Can Arizona's SB 1070 and Civil Rights Coexist? Jan Brewer Thinks So

After more than two years of legal wrangling, protests, and a boycott that captured national attention, Arizona's "show me your papers" law, SB 1070, is now in effect.

The law gives police the power to inquire about immigration status during stops if they suspect a person is in the country without authorization.

A Supreme Court ruling in June gutted SB 1070 of three of its four provisions, but critics say the remaining provision will lead to racial profiling.

One of those critics is Omar Jadwat, senior staff attorney with the American Civil Liberties Union's Immigrants' Right Project, whose organization is still pursuing an appeal for an injunction against the law. Here's what he said in a statement today:

"Section 2(B) of SB1070 has opened the door to racial profiling, wrongful detentions and arrests, putting everyone's civil rights at risk. Law enforcement resources are wasted when people are targeted based on their skin color, and our core American values of fairness and equality are compromised. The ACLU will continue to fight against SB1070."

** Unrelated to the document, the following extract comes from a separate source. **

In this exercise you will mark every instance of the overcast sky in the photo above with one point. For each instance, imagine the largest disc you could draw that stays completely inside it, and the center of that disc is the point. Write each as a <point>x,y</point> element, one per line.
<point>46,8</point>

Arizona Gov. Jan Brewer, the most outspoken backer of SB 1070, released a statement standing behind the law:

"Today is the day we have awaited for more than two years: the injunction against the heart of SB 1070 has been lifted, in accordance with the U.S. Supreme Court ruling in June. With SB 1070 in effect, state and local officers will be empowered to inquire about an individual's immigration status, but only as part of a legal stop or detention and when the officer has reasonable suspicion.

"I've never claimed that SB 1070 would cure Arizona's problems with illegal immigration; only the federal government has the resources and responsibility necessary to achieve that. What SB 1070 does represent is one more tool that our officers can use in collaborating with federal authorities to reduce the crime and other impacts associated with illegal immigration in our communities.

"In that regard, today is truly an important day for Arizona and supporters of the rule of law. But it is also a day like any other for our men and women in uniform who are charged with fairly and impartially enforcing the laws of this state, now including SB 1070. They bring their training and experience to this important task, as well as a solemn commitment to serving the public, protecting our citizens and upholding the law. That means all of our laws, including those barring racial profiling or discrimination.

"It is not enough that SB 1070 be enforced. It must be enforced efficiently, effectively and in harmony with the Constitution and civil rights. I have full faith and confidence that Arizona's State and local law enforcement officers are prepared for this task."